Por Almir Magalhães*
“Pensemos nos que abandonam a proposta de vida apresentada por Jesus mas continuam em seu seio, atenuando a referida proposta”
Iniciando o mês de setembro, para nós cristãos católicos considerado como o mês da Bíblia, nada melhor do que uma contribuição neste sentido.
O título desta reflexão não se reduz apenas ao contexto do capítulo seis do Evangelho de São João e em especial aos versículos 60-69. O olhar, baseado no questionamento de Jesus, deve se voltar para toda a sua mensagem transmitida e testemunhada, portadora de sentido e felicidade para a vida, mas exigente, que requer renúncias as mais diversas.
Nem sempre estamos dispostos a assumi-las, seja pela mentalidade de comodismo da sociedade atual que nos atinge, seja pela forma light de entendermos a religião hoje em dia, reduzida hegemonicamente à dimensão terapêutica e fundamentada na teologia da prosperidade e de matriz neopentecostal.
Retomando o texto objeto desta reflexão, o que se percebe?
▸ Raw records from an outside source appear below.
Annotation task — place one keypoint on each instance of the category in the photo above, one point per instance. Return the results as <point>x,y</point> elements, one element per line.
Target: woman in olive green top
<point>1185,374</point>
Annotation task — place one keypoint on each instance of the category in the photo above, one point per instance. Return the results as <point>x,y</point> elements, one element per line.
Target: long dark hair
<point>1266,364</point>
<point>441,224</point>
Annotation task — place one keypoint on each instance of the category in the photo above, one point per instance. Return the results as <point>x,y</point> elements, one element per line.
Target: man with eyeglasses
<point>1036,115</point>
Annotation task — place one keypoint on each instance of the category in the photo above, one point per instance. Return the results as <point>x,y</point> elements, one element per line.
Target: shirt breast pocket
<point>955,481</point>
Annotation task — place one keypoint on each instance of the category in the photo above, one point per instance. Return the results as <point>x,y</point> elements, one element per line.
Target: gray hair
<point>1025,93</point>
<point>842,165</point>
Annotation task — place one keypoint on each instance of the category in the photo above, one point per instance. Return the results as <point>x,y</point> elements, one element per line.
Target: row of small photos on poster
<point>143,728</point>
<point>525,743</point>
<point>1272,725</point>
Como à época a comunidade cristã era perseguida e discriminada, muitos discípulos buscavam outros caminhos e até se perguntavam: para ser cristão é preciso percorrer um caminho tão radical e de tanta exigência? Os interlocutores de Jesus percebem claramente que Jesus os tinha colocado diante de uma opção fundamental, mas não se identificaram com Ele, pois estavam instalados em seus esquemas. Preferem viver dentro de uma lógica das satisfações imediatas, não estão dispostos a renunciar a seus projetos e de realização humana, não estão dispostos a embarcar no caminho de Jesus, a arriscar e o abandonam.
Interessante! Estes discípulos estavam seguindo Jesus, mas talvez por razões consideradas erradas, como a glória, o poder, a riqueza fácil, a ambição, o êxito e no confronto da radicalidade do Evangelho consideram que “estas palavras são duras” e desistem de seguir Jesus.
Estas palavras põem claramente para os cristãos dos tempos atuais as opções que somos convidados e desafiados a fazer, ou seja, a conformar a própria vida com a lógica apresentada por Jesus em toda a sua vida e registrada nos Evangelhos ou edificar a vida a partir de uma outra lógica, muitas vezes marcada por sinais de morte.
A questão que se coloca é que continuam a fazer parte da comunidade cristã, participando da Eucaristia, comungando, presentes nos grandes eventos ofertados pela Igreja, mas com aquela separação já indicada pelo papa Paulo VI na Exortação Apostólica Evangelii Nuntiandi, n. 20, “a ruptura entre a fé e a vida é o drama de nossa época”.
Na sequência do texto, Jesus se volta para os Doze e pergunta: “E vós não quereis partir? Simão Pedro responde: Senhor a quem iríamos? Tu tens palavras de vida eterna” (vv. 67-68). Aceitam a proposta de Jesus e querem segui-lo. Representam os que querem arriscar na radicalidade do Evangelho.
A pergunta que fica: Será que a categoria daqueles que deserdaram é rara nos dias atuais? Não vamos pensar só naqueles que abandonam a Igreja. Eles podem apenas mudar de igreja. Pensemos nos que abandonam a proposta de vida apresentada por Jesus mas continuam em seu seio, atenuando a referida proposta, edificando a vida numa visão light da existência, adaptando a
Palavra de Deus de forma que ela sirva aos seus interesses, suavizando a Palavra de forma que ela não seja tão exigente, como ocorre no texto citado e acabam relativizando aquilo que incomoda.
Para concluir, vale a pena destacar duas indicações bíblicas que complementam esta reflexão: Gálatas 1,10 – “Quem quer agradar não pode ser discípulo de Jesus” -, e Hebreus, 2,1 – “Devemos levar mais a sério a Palavra recebida, se não quisermos perder o rumo”.
* Almir Magalhães é sacerdote da Arquidiocese de Fortaleza, diretor e professor da Faculdade Católica de Fortaleza.